Varlıkları yerde yarı aç yarı tok yıllarca çalıştı Osman. Kah pamuk yetiştirdi kah hamal oldu. Tekini yanlış kesse yahut yüklediklerini taşıyamasa tekme tokat dövüyordu.

Düşünmeyi bırakmıştı Osman. Geçmişte yaşadıklarını, kaybettiklerini, vücudunda aldığı sayısız yarayı, kalbine geçirilen haçları... Düşündükçe hepsini tekrardan yaşıyordu. Bu yüzden kendini olabildiğince işe verdi. Bayılana kadar çalışıyordu yıllarca kazandığı parayı kimselere göstermeden, hiç harcamadan biriktirdi.
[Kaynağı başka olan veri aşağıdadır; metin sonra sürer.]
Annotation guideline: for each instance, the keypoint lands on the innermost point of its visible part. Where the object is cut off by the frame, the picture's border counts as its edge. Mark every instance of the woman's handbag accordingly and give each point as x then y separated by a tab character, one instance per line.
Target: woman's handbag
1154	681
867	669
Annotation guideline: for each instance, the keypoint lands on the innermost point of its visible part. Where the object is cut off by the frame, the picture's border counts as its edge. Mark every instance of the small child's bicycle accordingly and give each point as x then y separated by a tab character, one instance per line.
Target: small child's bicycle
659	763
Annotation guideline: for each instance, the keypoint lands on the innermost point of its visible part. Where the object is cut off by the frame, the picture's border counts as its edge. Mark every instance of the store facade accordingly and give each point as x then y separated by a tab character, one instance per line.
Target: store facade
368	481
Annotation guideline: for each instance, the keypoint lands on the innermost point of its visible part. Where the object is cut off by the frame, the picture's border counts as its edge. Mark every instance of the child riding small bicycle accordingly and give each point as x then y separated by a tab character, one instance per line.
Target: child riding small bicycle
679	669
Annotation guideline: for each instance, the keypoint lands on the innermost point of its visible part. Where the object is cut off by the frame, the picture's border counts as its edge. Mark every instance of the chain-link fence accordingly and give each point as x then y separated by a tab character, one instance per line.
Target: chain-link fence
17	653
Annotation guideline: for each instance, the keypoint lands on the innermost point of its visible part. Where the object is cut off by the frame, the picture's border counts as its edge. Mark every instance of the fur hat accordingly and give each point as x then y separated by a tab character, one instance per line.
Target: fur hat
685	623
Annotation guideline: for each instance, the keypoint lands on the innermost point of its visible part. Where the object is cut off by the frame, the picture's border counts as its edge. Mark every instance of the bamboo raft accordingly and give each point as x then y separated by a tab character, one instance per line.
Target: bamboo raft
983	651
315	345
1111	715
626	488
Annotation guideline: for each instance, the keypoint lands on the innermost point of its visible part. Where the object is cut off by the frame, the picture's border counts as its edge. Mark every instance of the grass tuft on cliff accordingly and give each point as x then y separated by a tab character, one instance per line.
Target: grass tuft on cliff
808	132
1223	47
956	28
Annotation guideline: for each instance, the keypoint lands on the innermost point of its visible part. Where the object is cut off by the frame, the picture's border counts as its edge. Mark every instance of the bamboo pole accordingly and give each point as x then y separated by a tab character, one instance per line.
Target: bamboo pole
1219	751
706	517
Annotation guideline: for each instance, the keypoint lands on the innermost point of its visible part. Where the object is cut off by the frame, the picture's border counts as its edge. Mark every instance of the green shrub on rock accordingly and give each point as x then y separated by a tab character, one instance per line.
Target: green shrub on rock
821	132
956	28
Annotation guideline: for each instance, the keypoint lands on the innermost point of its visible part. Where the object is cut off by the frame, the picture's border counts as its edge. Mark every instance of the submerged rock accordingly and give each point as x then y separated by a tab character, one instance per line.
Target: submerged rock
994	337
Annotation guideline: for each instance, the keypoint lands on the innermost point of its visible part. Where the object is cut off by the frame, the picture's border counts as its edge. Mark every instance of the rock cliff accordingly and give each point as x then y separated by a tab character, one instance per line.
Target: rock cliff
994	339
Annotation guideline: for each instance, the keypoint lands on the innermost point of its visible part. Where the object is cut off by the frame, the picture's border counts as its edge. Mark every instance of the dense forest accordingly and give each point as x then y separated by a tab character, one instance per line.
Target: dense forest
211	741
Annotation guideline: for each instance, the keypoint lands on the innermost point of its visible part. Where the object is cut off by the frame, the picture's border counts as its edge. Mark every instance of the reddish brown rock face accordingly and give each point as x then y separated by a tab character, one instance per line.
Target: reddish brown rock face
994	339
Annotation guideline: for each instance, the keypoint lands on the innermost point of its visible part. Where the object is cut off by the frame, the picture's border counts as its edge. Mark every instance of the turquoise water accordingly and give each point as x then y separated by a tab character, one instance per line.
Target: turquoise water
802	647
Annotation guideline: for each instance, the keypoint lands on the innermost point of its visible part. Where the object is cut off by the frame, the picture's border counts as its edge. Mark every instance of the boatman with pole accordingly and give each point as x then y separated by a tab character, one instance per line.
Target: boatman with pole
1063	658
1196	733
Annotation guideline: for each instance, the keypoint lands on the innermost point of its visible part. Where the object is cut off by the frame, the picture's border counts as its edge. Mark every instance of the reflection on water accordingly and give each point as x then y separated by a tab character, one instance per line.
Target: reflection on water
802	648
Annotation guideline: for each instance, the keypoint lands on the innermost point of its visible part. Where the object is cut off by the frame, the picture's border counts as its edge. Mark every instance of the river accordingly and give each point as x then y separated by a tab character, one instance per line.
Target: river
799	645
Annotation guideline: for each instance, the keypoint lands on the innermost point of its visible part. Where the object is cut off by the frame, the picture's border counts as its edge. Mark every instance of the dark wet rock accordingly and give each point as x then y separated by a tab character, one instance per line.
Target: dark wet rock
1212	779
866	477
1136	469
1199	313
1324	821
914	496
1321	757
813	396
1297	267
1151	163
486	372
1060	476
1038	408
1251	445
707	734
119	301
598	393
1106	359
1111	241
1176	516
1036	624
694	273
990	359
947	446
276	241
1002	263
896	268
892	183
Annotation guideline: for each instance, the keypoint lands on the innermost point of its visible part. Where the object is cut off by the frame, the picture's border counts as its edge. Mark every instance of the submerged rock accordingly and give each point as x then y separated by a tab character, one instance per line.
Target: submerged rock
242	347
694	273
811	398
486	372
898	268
Sonunda o parayla bir yolcu trenine bindi, Kırım'ın yolunu tuttu. Ne bir şey düşünüyor ne de bir şey hissediyordu. Ona uzun süre bakanların suratı ekşiyor, içi kararıyordu. O ise başını cama dayamış donuk donuk uzaklara bakıyordu. Birkaç aktarmadan sonra Kırım'a varmıştı ama Kırım eski Kırım değildi.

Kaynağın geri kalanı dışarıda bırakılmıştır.